I liked it. The primary message is a good one: "If something sounds too good to be true, it probably is." The secondary message about what happens when we limit ourselves due to our fears is also important.
This is more in line with the Flim Flam brothers than the previous encounter, where their machine actually did work. This time around, we see them selling snake oil (well, applejuice and beet leaves) as a "curative" tonic, which is an obvious fraud, the tonic being nothing more than a placebo.
As humans we can relate to this, because we have that same herd mentality, where if we see others being "cured," or benefiting from something, then we want it to, and we're more likely to believe it. That's why you see so many personal testimonials on websites shilling such snake oil, because those can be made up, and they'll still be believed by a percentage of the population who wants it to be true.

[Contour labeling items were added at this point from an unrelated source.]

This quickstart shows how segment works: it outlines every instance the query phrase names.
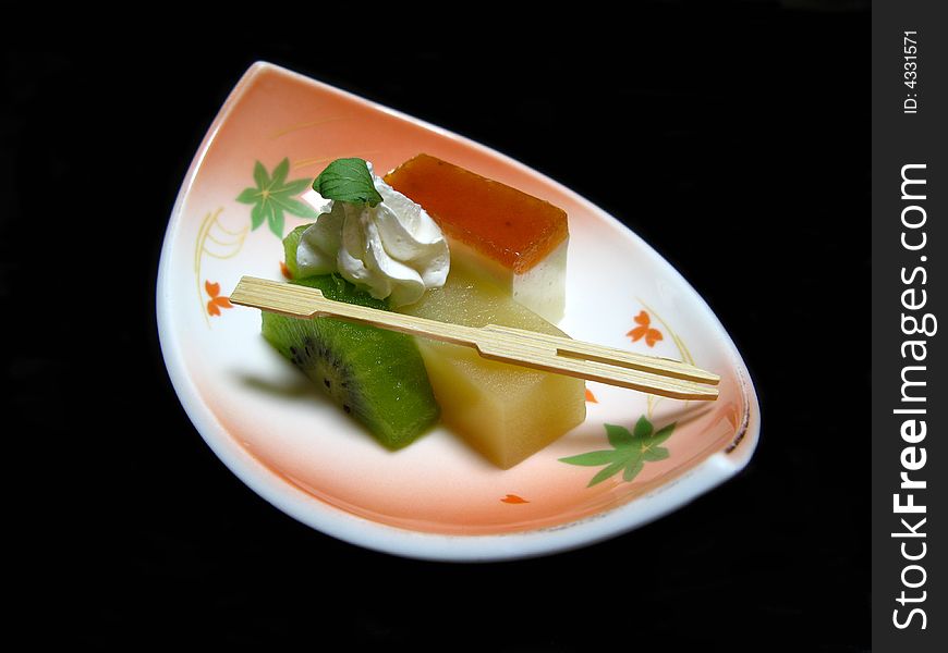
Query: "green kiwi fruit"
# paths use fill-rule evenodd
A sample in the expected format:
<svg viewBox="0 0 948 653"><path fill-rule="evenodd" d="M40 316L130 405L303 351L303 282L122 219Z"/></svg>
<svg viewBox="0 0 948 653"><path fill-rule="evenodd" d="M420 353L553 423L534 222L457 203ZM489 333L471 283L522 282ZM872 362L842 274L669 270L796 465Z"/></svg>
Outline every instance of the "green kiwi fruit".
<svg viewBox="0 0 948 653"><path fill-rule="evenodd" d="M338 274L290 283L319 288L337 301L388 310L386 301ZM438 404L411 336L333 318L263 316L264 337L387 447L410 444L437 421Z"/></svg>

Applejack shows this by suspending her disbelief in order for Granny to be happy, and while her intentions were good, the road to Tartarus is paved with good intentions. From that point forward, things spiraled out of control. Which brings us to our third message of the episode: It is better to know the truth than to believe a lie, even if that lie is a comforting one.
Honestly, the analysis episodes will have a field day with this one, as there are a number of strong, positive messages in it that can be elaborated upon. Even myself here, as I don't normally post a response this long after watching an episode, at least not at first.
Still, this episode stirs something in me. I am a skeptic, and a critical thinker, and this episode rings true with me because of its layered approach to what harm there is in "magical" thinking, when someone believes a lie because they find comfort and validation in it, even as it may cause them great harm farther along the road.
So this one gets an "A" from me.
Also, Big Mac wears a rubber ducky floaty ring. Instant win.